Se per molte delibere è sufficiente il voto della maggioranza dei millesimi, esistono interventi che richiedono il consenso di tutti i condomini, nessuno escluso. È il caso, come chiarito di recente dalla giurisprudenza, dell’abbattimento di alberi sani presenti nelle aree verdi condominiali.
Una decisione apparentemente ordinaria può nascondere, in realtà, implicazioni giuridiche di notevole peso, tali da rendere nulla una delibera adottata senza il rispetto delle regole previste dal Codice Civile.
Abbattere un albero sano è un’innovazione, non una manutenzione
Il nodo giuridico centrale ruota attorno alla distinzione tra manutenzione ordinaria e innovazione delle parti comuni. Tagliare un albero malato, pericolante o strutturalmente instabile rientra tra le attività conservative che l’assemblea può deliberare a maggioranza, in quanto finalizzate alla tutela dell’edificio e dell’incolumità dei residenti.

Tutt’altro discorso vale per gli alberi in buono stato di salute: in questo caso, la loro rimozione costituisce una vera e propria innovazione ai sensi dell’art. 1120 del Codice Civile, poiché elimina definitivamente un elemento che contribuisce al decoro architettonico e al valore complessivo dell’immobile. Quando un intervento altera in modo irreversibile una parte comune, la delibera assembleare è valida solo se approvata all’unanimità, ovvero con il consenso pari a mille millesimi.
In caso contrario, la delibera è affetta da nullità per impossibilità giuridica dell’oggetto. Questo principio tutela ogni singolo condomino dal rischio che la maggioranza possa imporre trasformazioni permanenti che ledono i diritti e gli interessi di chi non ha votato a favore.
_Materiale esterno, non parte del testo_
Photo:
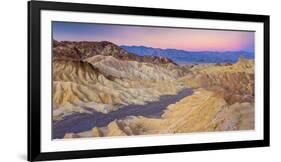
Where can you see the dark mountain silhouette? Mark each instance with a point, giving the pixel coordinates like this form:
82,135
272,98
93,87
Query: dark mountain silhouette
182,56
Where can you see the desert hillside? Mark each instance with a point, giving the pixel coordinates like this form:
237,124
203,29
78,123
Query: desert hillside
105,82
100,77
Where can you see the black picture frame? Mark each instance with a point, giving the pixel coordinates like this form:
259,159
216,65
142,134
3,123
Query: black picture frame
34,80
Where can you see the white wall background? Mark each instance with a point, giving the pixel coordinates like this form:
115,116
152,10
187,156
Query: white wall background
13,79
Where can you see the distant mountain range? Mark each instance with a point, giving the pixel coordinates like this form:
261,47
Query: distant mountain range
182,56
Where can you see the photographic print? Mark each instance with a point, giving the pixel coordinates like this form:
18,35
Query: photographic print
117,80
113,80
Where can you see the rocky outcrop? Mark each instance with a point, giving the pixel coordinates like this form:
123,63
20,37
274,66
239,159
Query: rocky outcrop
203,111
83,50
83,87
234,81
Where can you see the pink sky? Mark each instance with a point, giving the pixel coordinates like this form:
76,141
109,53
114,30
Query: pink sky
158,37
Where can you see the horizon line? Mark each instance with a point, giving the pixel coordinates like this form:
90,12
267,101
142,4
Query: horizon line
154,47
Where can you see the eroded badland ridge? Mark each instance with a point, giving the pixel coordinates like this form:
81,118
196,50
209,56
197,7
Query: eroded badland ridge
91,77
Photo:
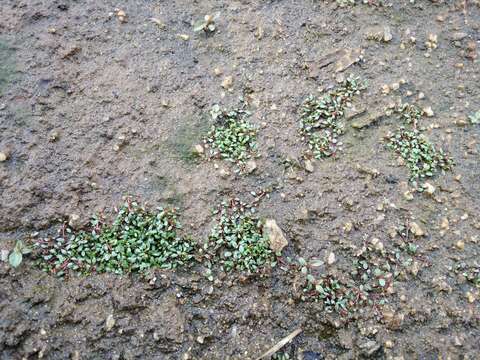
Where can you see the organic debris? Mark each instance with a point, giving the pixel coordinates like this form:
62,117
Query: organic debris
232,137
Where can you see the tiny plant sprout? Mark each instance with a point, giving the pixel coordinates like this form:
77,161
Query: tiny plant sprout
16,256
474,118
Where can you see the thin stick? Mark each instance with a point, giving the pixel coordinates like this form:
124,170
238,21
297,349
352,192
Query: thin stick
280,344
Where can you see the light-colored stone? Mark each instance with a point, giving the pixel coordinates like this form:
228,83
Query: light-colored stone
250,166
74,221
428,111
429,188
274,235
331,259
309,166
198,149
416,229
110,322
227,82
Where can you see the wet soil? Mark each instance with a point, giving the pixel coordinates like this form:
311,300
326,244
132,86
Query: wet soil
93,109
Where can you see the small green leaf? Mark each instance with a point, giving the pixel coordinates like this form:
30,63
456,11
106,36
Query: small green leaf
15,258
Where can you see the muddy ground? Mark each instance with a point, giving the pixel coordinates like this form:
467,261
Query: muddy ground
93,109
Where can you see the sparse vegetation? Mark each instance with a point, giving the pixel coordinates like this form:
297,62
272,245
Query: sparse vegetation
321,118
421,157
16,255
237,241
137,240
474,118
232,137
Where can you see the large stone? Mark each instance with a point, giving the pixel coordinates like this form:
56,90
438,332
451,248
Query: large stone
275,235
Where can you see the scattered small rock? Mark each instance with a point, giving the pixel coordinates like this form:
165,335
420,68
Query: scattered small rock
227,82
460,245
458,36
122,16
444,225
331,259
309,166
74,221
428,111
110,322
416,229
408,195
387,34
224,173
198,149
349,58
250,166
470,297
429,188
275,236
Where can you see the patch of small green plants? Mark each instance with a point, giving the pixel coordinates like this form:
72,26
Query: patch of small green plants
281,356
135,241
474,118
321,118
421,157
237,241
232,137
15,257
343,3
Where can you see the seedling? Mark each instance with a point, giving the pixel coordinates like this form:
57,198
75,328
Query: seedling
421,157
136,241
474,118
232,137
237,241
16,256
320,118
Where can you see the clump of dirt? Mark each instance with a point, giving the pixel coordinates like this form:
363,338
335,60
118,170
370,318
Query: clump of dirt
100,103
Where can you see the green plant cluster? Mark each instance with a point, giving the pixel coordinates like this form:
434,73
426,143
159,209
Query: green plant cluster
237,241
470,272
421,157
137,240
232,137
15,257
334,295
320,118
474,118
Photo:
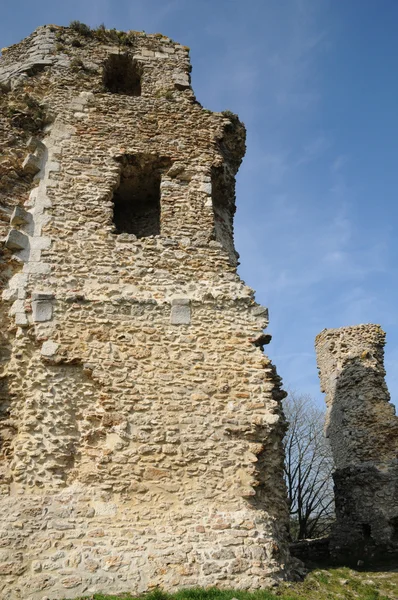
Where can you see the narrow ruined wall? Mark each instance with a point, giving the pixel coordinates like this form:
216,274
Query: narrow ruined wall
141,422
363,432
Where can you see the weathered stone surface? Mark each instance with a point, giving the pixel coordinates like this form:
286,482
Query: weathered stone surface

La sentenza del Tribunale di Potenza: cosa cambia nella pratica
A fare chiarezza su questo principio è intervenuta la sentenza n. 586 del 4 marzo 2026 del Tribunale di Potenza, che ha dichiarato illegittime le delibere con cui un condominio aveva disposto l’abbattimento di tre cipressi di alto fusto, presenti nell’area verde comune da circa quarant’anni.
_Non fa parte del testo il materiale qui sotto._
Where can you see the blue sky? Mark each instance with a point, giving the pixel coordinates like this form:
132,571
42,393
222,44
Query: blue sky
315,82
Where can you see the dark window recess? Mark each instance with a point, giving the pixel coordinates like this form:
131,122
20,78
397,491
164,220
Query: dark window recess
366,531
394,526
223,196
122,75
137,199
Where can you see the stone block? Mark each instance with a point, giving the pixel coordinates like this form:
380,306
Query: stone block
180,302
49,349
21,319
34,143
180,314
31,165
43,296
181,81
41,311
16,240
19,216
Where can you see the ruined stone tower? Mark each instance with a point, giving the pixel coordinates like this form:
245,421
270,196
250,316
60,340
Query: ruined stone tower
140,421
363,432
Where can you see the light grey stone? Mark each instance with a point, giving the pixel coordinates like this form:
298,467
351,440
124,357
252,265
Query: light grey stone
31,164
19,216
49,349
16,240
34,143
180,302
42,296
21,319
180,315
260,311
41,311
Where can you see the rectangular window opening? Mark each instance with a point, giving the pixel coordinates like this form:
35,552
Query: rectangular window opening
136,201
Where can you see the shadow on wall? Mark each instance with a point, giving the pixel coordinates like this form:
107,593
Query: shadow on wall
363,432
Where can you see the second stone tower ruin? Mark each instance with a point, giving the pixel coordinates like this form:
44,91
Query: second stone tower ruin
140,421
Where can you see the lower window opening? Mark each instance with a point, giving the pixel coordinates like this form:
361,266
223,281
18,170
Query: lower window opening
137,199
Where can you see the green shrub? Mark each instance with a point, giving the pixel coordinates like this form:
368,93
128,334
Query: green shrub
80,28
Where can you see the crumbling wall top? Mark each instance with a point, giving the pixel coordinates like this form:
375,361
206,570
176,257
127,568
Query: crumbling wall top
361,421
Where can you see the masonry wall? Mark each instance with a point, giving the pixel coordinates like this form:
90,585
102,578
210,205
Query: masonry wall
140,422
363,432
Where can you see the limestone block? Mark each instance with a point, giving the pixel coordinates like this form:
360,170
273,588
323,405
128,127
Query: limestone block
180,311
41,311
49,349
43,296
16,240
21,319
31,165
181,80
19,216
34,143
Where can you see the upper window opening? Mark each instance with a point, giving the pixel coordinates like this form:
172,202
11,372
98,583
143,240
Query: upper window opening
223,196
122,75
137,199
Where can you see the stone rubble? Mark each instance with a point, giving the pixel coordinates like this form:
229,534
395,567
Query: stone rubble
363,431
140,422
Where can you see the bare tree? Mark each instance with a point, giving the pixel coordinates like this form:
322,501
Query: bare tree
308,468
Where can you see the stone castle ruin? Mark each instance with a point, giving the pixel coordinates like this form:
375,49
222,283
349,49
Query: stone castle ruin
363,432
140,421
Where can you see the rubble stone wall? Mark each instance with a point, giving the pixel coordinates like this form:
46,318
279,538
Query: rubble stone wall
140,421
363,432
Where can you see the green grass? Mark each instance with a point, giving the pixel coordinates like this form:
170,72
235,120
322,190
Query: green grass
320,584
Le motivazioni addotte dal condominio chiome diradate, precedenti potature inadeguate, possibile produzione di polline allergenico non sono state ritenute sufficienti a giustificare l’eliminazione delle piante senza il consenso unanime. Il tribunale ha sottolineato che il pericolo meramente eventuale, il fastidio provocato dalle allergie o una parziale alterazione estetica non integrano uno stato di necessità tale da derogare alla regola dell’unanimità.
Un ulteriore elemento che ha pesato sulla decisione è stato il fatto che il condominio aveva abbattuto gli alberi mentre il giudizio era ancora in corso, compromettendo la possibilità di una perizia tecnica imparziale. Questo comportamento è stato valutato dal giudice come contrario ai doveri di correttezza e lealtà processuale, a ulteriore conferma che in condominio le decisioni sulle parti comuni devono sempre essere assunte nel rispetto delle regole, sia sostanziali che procedurali.